My great-granddaddy, Council Harmon, more commonly referred to as “Counce,” was dark-haired and blue-eyed and always wore a thick brush of a moustache. Standing about five feet six inches and weighing probably no more than 135 pounds in his prime, he sometimes had a hard time finding clothes to fit him. Even after reaching manhood, he continued wearing boy-sized shoes out of necessity.  

Though small of stature, he was a manual laborer and a hard worker like most men of his region, day, and time. Primarily a carpenter, he could perform almost any type of work, including welding, blacksmithing, overhauling wagons, and building water wheels for grist mills. 

He also made wooden tubs and butter churns, sometimes spending as many as three days on them before selling them for fifty cents apiece. Due to a shortage of tools and possessing only a handsaw, hammer, hatchet, square, and axe, he did the best he could with what he had to provide for his wife and nine children.

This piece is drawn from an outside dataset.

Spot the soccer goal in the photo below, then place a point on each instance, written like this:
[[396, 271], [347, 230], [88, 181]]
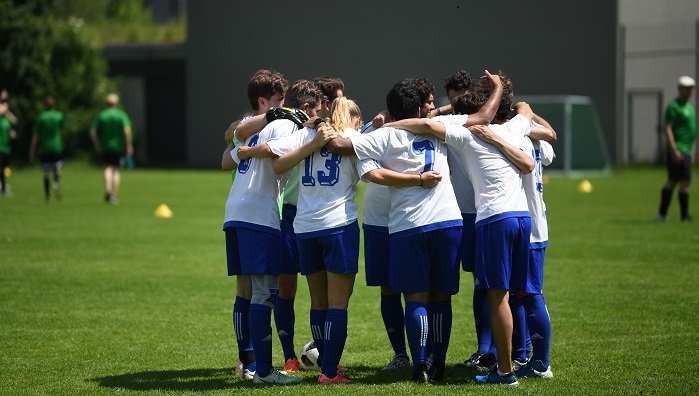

Despite its challenges, this line of work suited Counce much better than farming.  Early on, with a yoke of steers and a “Farmer’s Friend” turning plow, he had made a go of it. But the flat field he attempted to work was full of big, white pine stumps, and before long, the plow got hung on one of them. 

Although Counce attempted to put them in reverse, the ill-trained and unconcerned steers simply stretched their necks over the yoke as if they were commencing to sleep. Angered by this predicament, Counce stomped about, hollering at the steers. “I’ll kick ever’ tooth in your head out!” he warned them.

In an attempt to make good on his threat, he walked around to face the steers and kicked at one of their mouths and noses. But the steer simultaneously turned his head away, and Counce missed, kicking the yoke instead. The impact was so severe that his toes were dislocated and doubled back inside his boot, which ultimately had to be cut off of his swollen foot.

That was the end of Grandpa Harmon’s farming endeavors and the beginning of a better use of his time and talents. Some years later, when he moved his family to another community, he left behind the “Farmer’s Friend” plow…still stuck under that stump.